The present invention relates to an exhaust energy recovery and generator device for use with an engine (referred to hereinafter as a "generator device").
Internal combustion engines, such as gasoline engines and diesel engines, produce a power output by combusting fuel in cylinders to generate an energy with which the pistons are lowered. An exhaust gas produced by the combustion of the fuel in the cylinder is discharged through an exhaust manifold into the atmosphere. The exhaust gas has a high temperature and a high pressure and still retains a considerable amount of energy.
There has recently been developed a thermally insulative internal combustion engine with various parts constructed of ceramics, including an outer wall of an exhaust manifold, a cylinder liner, a heat-insulative plate on a cylinder head, an exhaust valve, and a piston, for example.
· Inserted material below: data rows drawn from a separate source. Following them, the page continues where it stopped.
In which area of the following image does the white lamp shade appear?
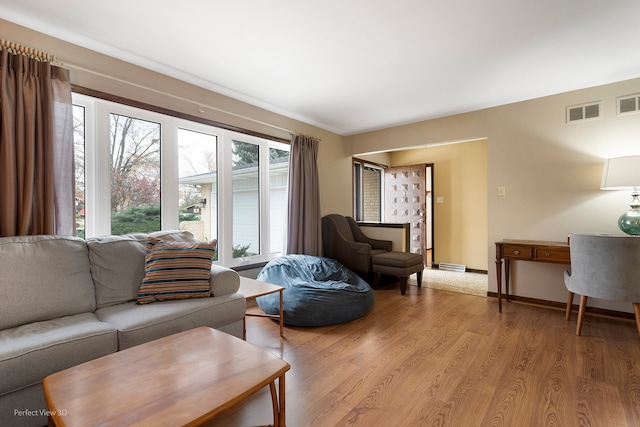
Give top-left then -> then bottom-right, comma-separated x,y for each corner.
600,155 -> 640,190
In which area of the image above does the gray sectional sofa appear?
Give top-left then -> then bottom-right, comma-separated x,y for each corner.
0,230 -> 246,427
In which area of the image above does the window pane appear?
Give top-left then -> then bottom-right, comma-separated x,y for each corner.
178,129 -> 218,247
270,148 -> 289,254
363,166 -> 382,221
232,140 -> 259,259
109,113 -> 161,235
73,105 -> 86,238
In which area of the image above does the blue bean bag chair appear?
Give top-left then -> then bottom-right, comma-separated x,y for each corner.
256,254 -> 375,327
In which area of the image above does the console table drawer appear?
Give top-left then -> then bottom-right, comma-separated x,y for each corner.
533,247 -> 570,263
502,246 -> 532,259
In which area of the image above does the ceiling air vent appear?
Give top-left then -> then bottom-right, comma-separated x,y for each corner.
617,94 -> 640,115
566,101 -> 601,123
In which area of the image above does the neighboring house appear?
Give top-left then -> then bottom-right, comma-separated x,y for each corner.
184,204 -> 201,215
179,157 -> 289,256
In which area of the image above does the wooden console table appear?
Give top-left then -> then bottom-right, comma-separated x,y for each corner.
495,239 -> 570,312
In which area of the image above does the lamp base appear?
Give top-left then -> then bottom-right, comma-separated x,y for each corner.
618,209 -> 640,235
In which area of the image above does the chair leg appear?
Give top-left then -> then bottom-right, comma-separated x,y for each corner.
576,295 -> 588,336
416,270 -> 423,288
565,292 -> 574,320
400,277 -> 407,295
633,303 -> 640,336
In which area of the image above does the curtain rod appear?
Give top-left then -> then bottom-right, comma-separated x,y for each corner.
57,59 -> 304,137
0,38 -> 55,62
289,131 -> 322,142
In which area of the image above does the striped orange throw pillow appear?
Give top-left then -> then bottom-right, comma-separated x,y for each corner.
137,239 -> 216,304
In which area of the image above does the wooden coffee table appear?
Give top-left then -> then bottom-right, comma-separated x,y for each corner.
239,277 -> 285,339
43,327 -> 290,427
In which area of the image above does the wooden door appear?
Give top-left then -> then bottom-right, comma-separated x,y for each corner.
385,164 -> 428,263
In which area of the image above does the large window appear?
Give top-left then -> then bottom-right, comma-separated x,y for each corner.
73,93 -> 289,267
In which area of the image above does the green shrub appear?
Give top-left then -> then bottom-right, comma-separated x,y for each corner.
232,243 -> 252,258
111,205 -> 160,235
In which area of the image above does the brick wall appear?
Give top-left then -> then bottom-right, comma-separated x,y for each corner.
363,167 -> 381,221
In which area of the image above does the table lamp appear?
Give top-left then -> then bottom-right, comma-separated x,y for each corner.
601,155 -> 640,235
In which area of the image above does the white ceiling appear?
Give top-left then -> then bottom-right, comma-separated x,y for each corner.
2,0 -> 640,136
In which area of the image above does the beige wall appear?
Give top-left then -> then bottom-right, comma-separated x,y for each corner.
348,79 -> 640,313
389,140 -> 488,270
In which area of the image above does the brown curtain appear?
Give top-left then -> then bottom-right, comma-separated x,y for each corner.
0,49 -> 74,237
286,134 -> 322,255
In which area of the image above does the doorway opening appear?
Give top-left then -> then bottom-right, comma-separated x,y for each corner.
353,158 -> 434,268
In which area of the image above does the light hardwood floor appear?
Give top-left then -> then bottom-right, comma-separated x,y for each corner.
205,283 -> 640,427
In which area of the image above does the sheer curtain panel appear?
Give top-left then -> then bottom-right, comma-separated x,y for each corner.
286,134 -> 322,255
0,48 -> 74,237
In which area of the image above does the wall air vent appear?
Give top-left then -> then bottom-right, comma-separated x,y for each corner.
566,102 -> 601,123
566,101 -> 601,123
439,262 -> 466,273
617,94 -> 640,115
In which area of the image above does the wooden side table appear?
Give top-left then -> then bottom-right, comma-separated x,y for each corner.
495,239 -> 570,312
239,277 -> 284,339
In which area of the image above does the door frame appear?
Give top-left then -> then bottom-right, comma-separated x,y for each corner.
425,163 -> 434,268
351,158 -> 435,268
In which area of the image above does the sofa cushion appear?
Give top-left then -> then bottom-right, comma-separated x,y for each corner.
0,313 -> 117,396
137,239 -> 216,304
1,383 -> 47,427
148,230 -> 201,243
86,234 -> 148,308
95,294 -> 246,349
86,230 -> 199,308
0,235 -> 97,330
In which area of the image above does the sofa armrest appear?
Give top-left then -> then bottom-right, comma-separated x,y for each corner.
209,264 -> 240,296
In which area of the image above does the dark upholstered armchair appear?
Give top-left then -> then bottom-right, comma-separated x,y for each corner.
321,214 -> 392,274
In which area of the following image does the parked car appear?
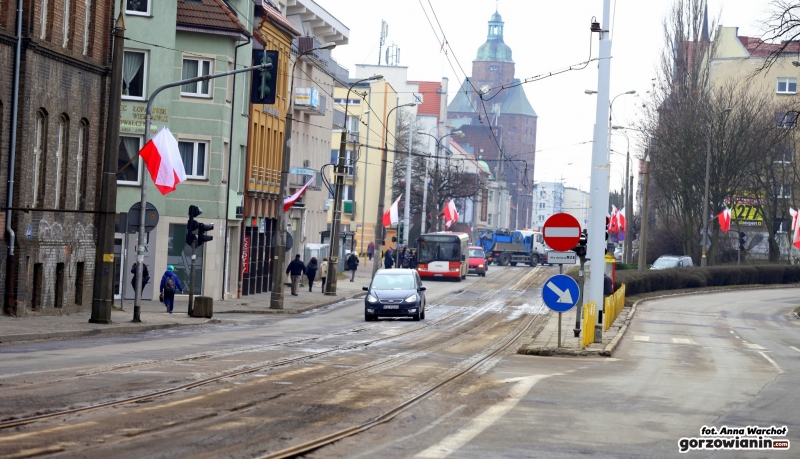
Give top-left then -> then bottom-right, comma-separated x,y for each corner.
363,269 -> 426,321
468,246 -> 488,277
614,246 -> 623,262
650,255 -> 694,270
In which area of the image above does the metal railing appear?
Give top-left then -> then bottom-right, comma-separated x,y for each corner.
603,284 -> 626,332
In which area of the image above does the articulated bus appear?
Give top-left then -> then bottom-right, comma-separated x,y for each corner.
416,232 -> 470,281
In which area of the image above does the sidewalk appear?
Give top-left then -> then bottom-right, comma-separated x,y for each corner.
0,258 -> 380,344
517,303 -> 632,357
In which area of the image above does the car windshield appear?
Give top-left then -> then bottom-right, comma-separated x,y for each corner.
371,274 -> 416,290
469,249 -> 485,258
652,258 -> 678,269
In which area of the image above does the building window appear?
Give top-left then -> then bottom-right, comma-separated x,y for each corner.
775,183 -> 792,199
777,77 -> 797,94
489,65 -> 499,72
776,111 -> 797,129
76,120 -> 89,209
487,214 -> 493,226
181,58 -> 212,97
122,50 -> 146,99
55,115 -> 69,209
54,263 -> 65,308
40,0 -> 49,40
539,215 -> 545,221
488,190 -> 494,203
118,135 -> 142,185
33,110 -> 47,208
82,0 -> 93,55
178,140 -> 208,179
125,0 -> 150,16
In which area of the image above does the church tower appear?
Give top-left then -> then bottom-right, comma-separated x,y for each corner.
471,10 -> 515,105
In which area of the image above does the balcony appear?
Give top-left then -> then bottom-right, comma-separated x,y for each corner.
291,36 -> 350,87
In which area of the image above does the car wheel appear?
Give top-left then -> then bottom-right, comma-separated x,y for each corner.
420,305 -> 425,320
412,310 -> 421,321
530,255 -> 539,267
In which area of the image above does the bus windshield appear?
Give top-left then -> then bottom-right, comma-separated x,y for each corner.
418,238 -> 461,264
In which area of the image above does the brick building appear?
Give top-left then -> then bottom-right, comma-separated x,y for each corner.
448,9 -> 538,230
1,0 -> 112,316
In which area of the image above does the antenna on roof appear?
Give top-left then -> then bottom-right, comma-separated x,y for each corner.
386,43 -> 400,66
378,20 -> 388,66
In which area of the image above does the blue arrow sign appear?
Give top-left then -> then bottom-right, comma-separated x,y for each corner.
542,274 -> 580,313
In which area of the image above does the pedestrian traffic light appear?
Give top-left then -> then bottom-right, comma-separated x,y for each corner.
426,214 -> 434,231
186,205 -> 202,246
605,216 -> 610,254
739,231 -> 746,251
197,222 -> 214,246
251,50 -> 278,105
574,229 -> 588,258
398,224 -> 404,243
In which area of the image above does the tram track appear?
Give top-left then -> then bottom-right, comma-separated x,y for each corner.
0,267 -> 545,433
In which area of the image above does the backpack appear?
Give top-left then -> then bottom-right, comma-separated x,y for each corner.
165,275 -> 176,294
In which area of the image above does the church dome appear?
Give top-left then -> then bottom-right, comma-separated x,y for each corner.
475,10 -> 514,63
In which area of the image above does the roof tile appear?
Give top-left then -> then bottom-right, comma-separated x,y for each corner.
176,0 -> 249,36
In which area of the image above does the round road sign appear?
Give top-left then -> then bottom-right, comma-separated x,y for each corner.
542,213 -> 581,251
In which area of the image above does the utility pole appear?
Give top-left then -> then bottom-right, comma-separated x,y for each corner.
586,0 -> 613,317
638,154 -> 651,270
330,75 -> 383,291
90,8 -> 124,324
403,116 -> 415,246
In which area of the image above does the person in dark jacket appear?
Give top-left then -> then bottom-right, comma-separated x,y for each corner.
384,248 -> 394,269
159,265 -> 184,314
306,257 -> 319,292
130,263 -> 150,297
368,241 -> 375,260
346,252 -> 360,282
286,254 -> 306,296
604,274 -> 614,297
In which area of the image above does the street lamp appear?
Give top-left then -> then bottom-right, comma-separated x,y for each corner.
611,128 -> 633,263
613,125 -> 651,270
416,130 -> 465,233
701,107 -> 733,267
326,74 -> 384,295
269,41 -> 336,309
370,101 -> 414,277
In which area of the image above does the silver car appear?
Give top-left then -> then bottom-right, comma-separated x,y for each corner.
650,255 -> 693,270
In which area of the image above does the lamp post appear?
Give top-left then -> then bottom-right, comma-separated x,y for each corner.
416,130 -> 464,233
371,101 -> 415,278
269,41 -> 336,309
327,75 -> 384,294
358,109 -> 371,258
701,107 -> 733,267
613,125 -> 651,270
611,127 -> 631,263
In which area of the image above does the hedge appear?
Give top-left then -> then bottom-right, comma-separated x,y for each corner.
615,265 -> 800,296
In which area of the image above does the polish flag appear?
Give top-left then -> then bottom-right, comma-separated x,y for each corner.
718,208 -> 732,233
138,127 -> 187,195
443,199 -> 459,228
618,207 -> 626,230
383,195 -> 401,226
791,208 -> 800,249
608,206 -> 620,233
283,177 -> 314,212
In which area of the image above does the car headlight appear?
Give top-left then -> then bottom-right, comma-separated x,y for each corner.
403,293 -> 418,303
367,294 -> 379,303
478,264 -> 484,268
This type of internal combustion engine is not designed to radiate heat generated therein to cool the engine, but is rather designed to recover the energy of an exhaust gas which is of a higher temperature than that of the exhaust gas emitted from conventional engines, thus increasing the operation efficiency of the engine. One conventional exhaust energy recovery device includes a turbine disposed near an exhaust port and rotatable by an exhaust gas for producing excessive rotative power which is reduced in speed by a number of speed reducer gears and fed back to a crank shaft. However, the prior exhaust energy recover device has been disadvantageous and ineffective in that it is complex in overall construction, making the internal combustion engine costly, has a poor operation efficiency, and cannot be used under a partial load.
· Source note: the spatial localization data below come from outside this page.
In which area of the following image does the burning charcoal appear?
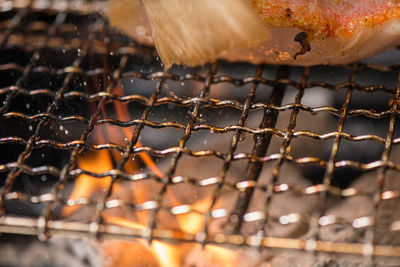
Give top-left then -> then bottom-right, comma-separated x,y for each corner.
318,124 -> 400,246
0,235 -> 102,267
268,252 -> 374,267
183,245 -> 260,267
100,240 -> 161,267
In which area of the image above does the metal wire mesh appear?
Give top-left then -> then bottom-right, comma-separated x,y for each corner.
1,0 -> 400,264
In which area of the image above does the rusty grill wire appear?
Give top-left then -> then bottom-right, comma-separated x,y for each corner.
1,0 -> 400,263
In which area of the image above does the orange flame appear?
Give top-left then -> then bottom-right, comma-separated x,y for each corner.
61,149 -> 113,217
113,81 -> 163,178
62,81 -> 180,266
104,215 -> 180,267
168,191 -> 238,266
63,81 -> 239,266
172,195 -> 211,234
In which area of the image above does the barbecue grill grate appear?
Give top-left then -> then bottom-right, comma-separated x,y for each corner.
1,0 -> 400,264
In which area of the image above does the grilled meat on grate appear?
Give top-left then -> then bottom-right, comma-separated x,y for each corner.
0,1 -> 400,266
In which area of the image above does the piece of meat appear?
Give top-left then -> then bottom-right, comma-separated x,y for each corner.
252,1 -> 400,39
237,0 -> 400,65
107,0 -> 400,66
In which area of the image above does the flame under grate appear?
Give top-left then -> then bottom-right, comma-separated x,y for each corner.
1,0 -> 400,264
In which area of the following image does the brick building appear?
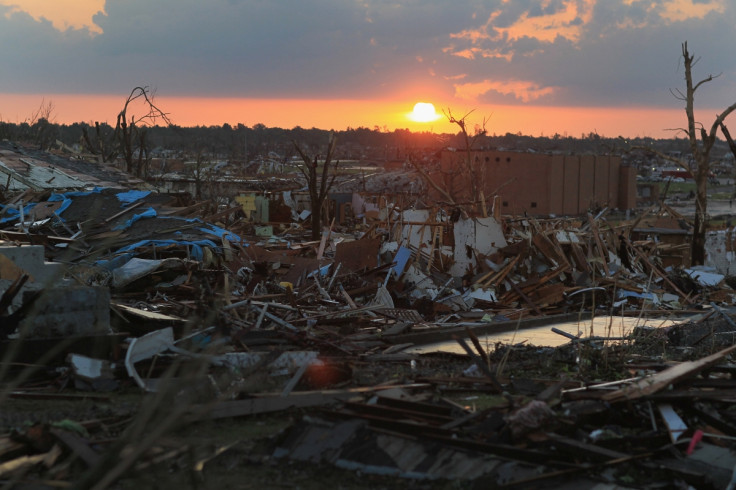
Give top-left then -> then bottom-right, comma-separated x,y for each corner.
436,149 -> 637,216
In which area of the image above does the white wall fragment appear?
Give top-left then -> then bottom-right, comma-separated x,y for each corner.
684,267 -> 724,287
705,229 -> 735,275
450,217 -> 507,277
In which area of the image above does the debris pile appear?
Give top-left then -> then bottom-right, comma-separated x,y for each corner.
0,168 -> 736,486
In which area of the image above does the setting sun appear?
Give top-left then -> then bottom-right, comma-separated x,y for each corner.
408,102 -> 441,123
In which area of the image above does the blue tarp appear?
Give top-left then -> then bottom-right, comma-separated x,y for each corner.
116,190 -> 151,206
199,222 -> 240,242
307,264 -> 332,278
392,246 -> 412,278
150,216 -> 242,243
0,203 -> 37,224
2,188 -> 245,268
47,188 -> 102,222
97,238 -> 222,269
1,188 -> 103,223
113,207 -> 157,230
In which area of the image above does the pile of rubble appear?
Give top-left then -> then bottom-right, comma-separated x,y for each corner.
1,175 -> 736,487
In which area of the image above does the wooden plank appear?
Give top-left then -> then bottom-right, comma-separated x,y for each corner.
532,233 -> 563,268
483,255 -> 519,288
569,242 -> 591,273
507,277 -> 543,315
602,344 -> 736,403
198,384 -> 431,419
544,230 -> 572,269
546,432 -> 629,462
464,327 -> 490,366
50,428 -> 101,467
587,214 -> 610,276
103,200 -> 144,223
624,235 -> 693,303
529,283 -> 568,308
453,336 -> 503,392
0,230 -> 75,244
384,311 -> 593,346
There is known another exhaust energy recovery device for use with an ordinary engine having an engine cooling device, rather than with the thermally insulative engine. The exhaust energy recovery device has a turbine disposed near an exhaust port and rotatable by an exhaust gas, and an air compressor rotatable by the turbine for feeding air under pressure into an intake manifold to increase the engine operation efficiency when the engine rotates at a high speed and under a high load. The turbine is required to operate at high speeds for supplying compressed air effective for high engine rotational speeds. However, the turbine fails to supply such effective compressed air when the exhaust gas flows at a low speed, that is, the turbine cannot feed air into the engine when the engine rotates at a low speed and under a high load. Another drawback is that when the engine rotates at a high speed, the turbine tends to supply an excessive amount of air under pressure into the engine, and it is necessary to discharge a portion of the exhaust gas through a bypass passage into the atmosphere. Such a bypass passage discharges the entire exhaust energy into the atmosphere when the engine rotates at a low speed. Accordingly, the exhaust energy recovery device fails to utilize the exhaust energy effectively.
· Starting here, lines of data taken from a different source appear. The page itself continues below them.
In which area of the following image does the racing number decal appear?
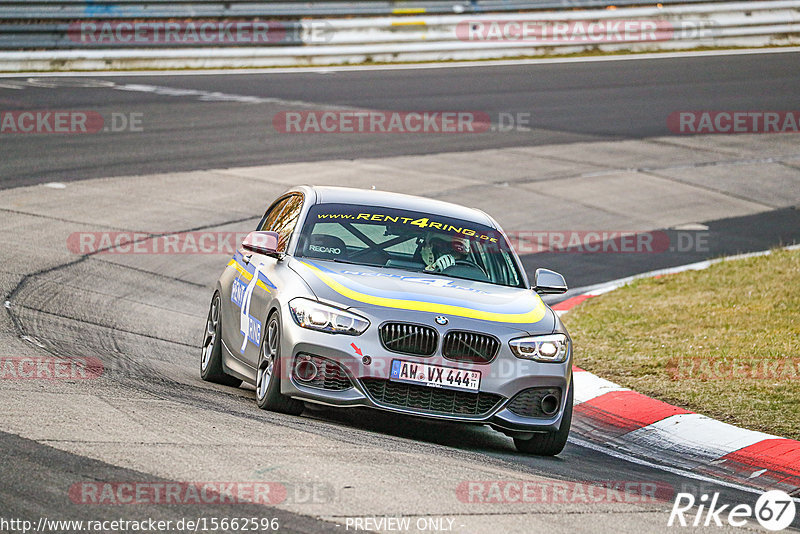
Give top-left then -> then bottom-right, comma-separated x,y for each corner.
229,253 -> 278,353
234,262 -> 265,354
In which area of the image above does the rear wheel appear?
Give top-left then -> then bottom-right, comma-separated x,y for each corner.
200,292 -> 242,387
255,313 -> 304,415
514,382 -> 573,456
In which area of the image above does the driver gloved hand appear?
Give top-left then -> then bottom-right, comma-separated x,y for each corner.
425,254 -> 455,273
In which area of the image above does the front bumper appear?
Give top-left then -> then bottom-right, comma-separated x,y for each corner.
278,305 -> 572,433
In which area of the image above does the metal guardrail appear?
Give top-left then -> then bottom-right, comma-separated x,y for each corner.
0,1 -> 798,70
0,22 -> 305,48
1,0 -> 797,49
0,0 -> 746,21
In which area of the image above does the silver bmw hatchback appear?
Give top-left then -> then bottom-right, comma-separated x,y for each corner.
201,186 -> 573,455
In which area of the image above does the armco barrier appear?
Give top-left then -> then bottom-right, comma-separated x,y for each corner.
0,1 -> 798,70
0,0 -> 746,21
0,22 -> 305,49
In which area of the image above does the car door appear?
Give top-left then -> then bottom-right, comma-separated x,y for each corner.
237,193 -> 305,369
221,194 -> 293,365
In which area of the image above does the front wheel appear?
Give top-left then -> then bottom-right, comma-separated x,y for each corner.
255,313 -> 304,415
514,382 -> 573,456
200,292 -> 242,387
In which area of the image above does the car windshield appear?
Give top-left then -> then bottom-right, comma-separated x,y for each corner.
295,203 -> 524,288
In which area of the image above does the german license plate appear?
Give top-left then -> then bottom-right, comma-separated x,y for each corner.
390,359 -> 480,392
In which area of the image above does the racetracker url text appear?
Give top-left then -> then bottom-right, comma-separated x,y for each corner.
0,516 -> 281,533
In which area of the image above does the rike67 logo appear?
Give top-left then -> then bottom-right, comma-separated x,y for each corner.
669,490 -> 796,531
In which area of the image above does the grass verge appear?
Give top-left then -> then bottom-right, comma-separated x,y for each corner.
563,248 -> 800,440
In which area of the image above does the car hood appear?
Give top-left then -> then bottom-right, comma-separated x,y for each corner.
289,258 -> 554,334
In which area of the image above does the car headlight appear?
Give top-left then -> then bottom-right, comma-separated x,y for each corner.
509,334 -> 570,363
289,298 -> 370,335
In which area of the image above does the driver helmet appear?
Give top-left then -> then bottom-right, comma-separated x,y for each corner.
421,233 -> 470,268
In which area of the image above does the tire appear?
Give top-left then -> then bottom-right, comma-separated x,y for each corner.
200,292 -> 242,387
513,381 -> 573,456
255,312 -> 304,415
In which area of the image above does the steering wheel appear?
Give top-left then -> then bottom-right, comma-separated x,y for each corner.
443,259 -> 489,280
456,259 -> 487,273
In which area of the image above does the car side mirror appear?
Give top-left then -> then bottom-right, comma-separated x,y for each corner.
533,268 -> 568,294
241,231 -> 280,257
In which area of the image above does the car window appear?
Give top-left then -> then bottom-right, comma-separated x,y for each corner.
296,203 -> 524,288
258,194 -> 304,252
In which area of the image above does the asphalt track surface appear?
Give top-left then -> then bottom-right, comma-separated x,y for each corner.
1,51 -> 800,533
1,51 -> 799,189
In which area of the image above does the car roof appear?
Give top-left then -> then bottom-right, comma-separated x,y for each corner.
299,186 -> 495,228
According to the process of recovering the exhaust gas energy from an internal combustion engine in the form of a torque or power, as described above, the exhaust turbine is rotated by the exhaust gas energy, and rotative power from the exhaust turbine is applied through a train of gears to the crank shaft of the engine.
With the above exhaust energy recovery process, however, the turbine cannot respond well to variations in the speed of flow of the exhaust gas. The speed reducer required to reduce the high speed of rotation of the exhaust turbine has not yet been practically available since it would be highly complex in construction and reduce the efficiency of transmitting power.
There have heretofore been used induction generators to be driven by exhaust turbines, the induction generators having permanent magnet rotors to withstand centrifugal forces applied thereto. However, limitations have been imposed on the speed of rotation of the rotor due to the strength of the magnet and weak magnetic forces thereof when the rotor is to be rotated at high speeds. As a consequence, it has been difficult to manufacture a high-power generator of this type.
Generators generate greater electric power as the rotor rotates at a higher speed. Therefore, the generators as they are driven by exhaust turbines rotated at high speeds by the exhaust energy are most effective means for efficiently utilizing the exhaust energy.
For driving a synchronous generator with an exhaust turbine and supplying regenerative energy to an internal combustion engine, it has been customary to pick up an induced voltage from a rotor winding through a brush or from a stator winding disposed around the permanent magnet rotor. Such an arrangement causes no problem if incorporated in an ordinary generator having a rotor speed of about 3,000 rpm. However, if a rotor speed were 20,000 rpm or higher, then the generator would be damaged due to increased friction, or frictional or sliding shocks.
The generator with the permanent magnet cannot generate a sufficiently large amount of electric power and hence cannot have a large power generation capacity since the permanent magnet of metal produces only small magnetic forces.